何生站直了身体,对着父亲鞠了一躬:“谢谢您这二十年的养育之恩!儿子去了。”
身后的母亲呜咽一声扑倒在床上,父亲的脸转了过去。何生走出房门,忍不住回头看了一眼,父亲低着头,右手在自己眼角抹着眼泪,何生心里一酸不敢再看,深呼吸一口,挺直了腰身,大步朝外走去。
同村看热闹的人都挤在他们门口,马家很大方,在他们家门口摆了几大盘糖果和糕点,任人取用,拿完了他们就再补。
隔避的三叔扶着他们的围墙站着,看着何生走出来,起哄道:“何生,你小子命好啊,要去过好日子了,你可别忘了咱们村,可要经常回来看看啊!”
“何生,你今天成亲怎和就穿这一身?!你爹也忒小气了,也不拿点钱出来给你做件新衣服。”
“就是,你爹赚了那么一大笔钱,怎么还这么抠门啊。”
……
何生一直笑着,没去回应这些人七嘴八舌的哄闹。跟在何生身后的马总管拱了拱手:“各位,各,今日何府会在村里设宴款待各位,希望大伙都能去一起热闹热闹。”
旁边有人放了鞭炮,刺鼻的硫磺味和浓浓的白雾散开。

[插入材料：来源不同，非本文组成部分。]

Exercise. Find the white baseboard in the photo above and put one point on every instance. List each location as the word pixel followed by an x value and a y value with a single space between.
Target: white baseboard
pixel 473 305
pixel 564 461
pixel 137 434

响亮的鞭炮声掩盖了那些人的吵嚷,何生又回头看了一眼,父母没有出来,他心一横,坐进车里,再没有朝外看一眼。
汽车开的很快,不到半个小时就到了风亭镇,车却没有停下来,依然朝前开着。原本一直沉默的何生才吃惊的问道:“怎么不进去?我们不去风亭吗?”
马总管回头看着何生,他依然那样倨傲,而相比那一夜的倨傲,他的神情里又似乎掺杂了一些不屑:“呵,何公子,我们大小姐在山里养着病呢,我们去她那里。”
何生总觉得这马总管有点古怪,但听他说的也在理,于是又不再说话。颠簸的车身,和窗外倒退的风景,让何生不由得又想起那列火车上的那个包间,还有那个包间里的男人。
短短几天,不知为什么,再想起他来,何生竟觉得恍如隔世。他转回头不再看着窗外,既然下火车的时候,他已经做出了决定,现在就不该因为生活的不顺而心生懊悔。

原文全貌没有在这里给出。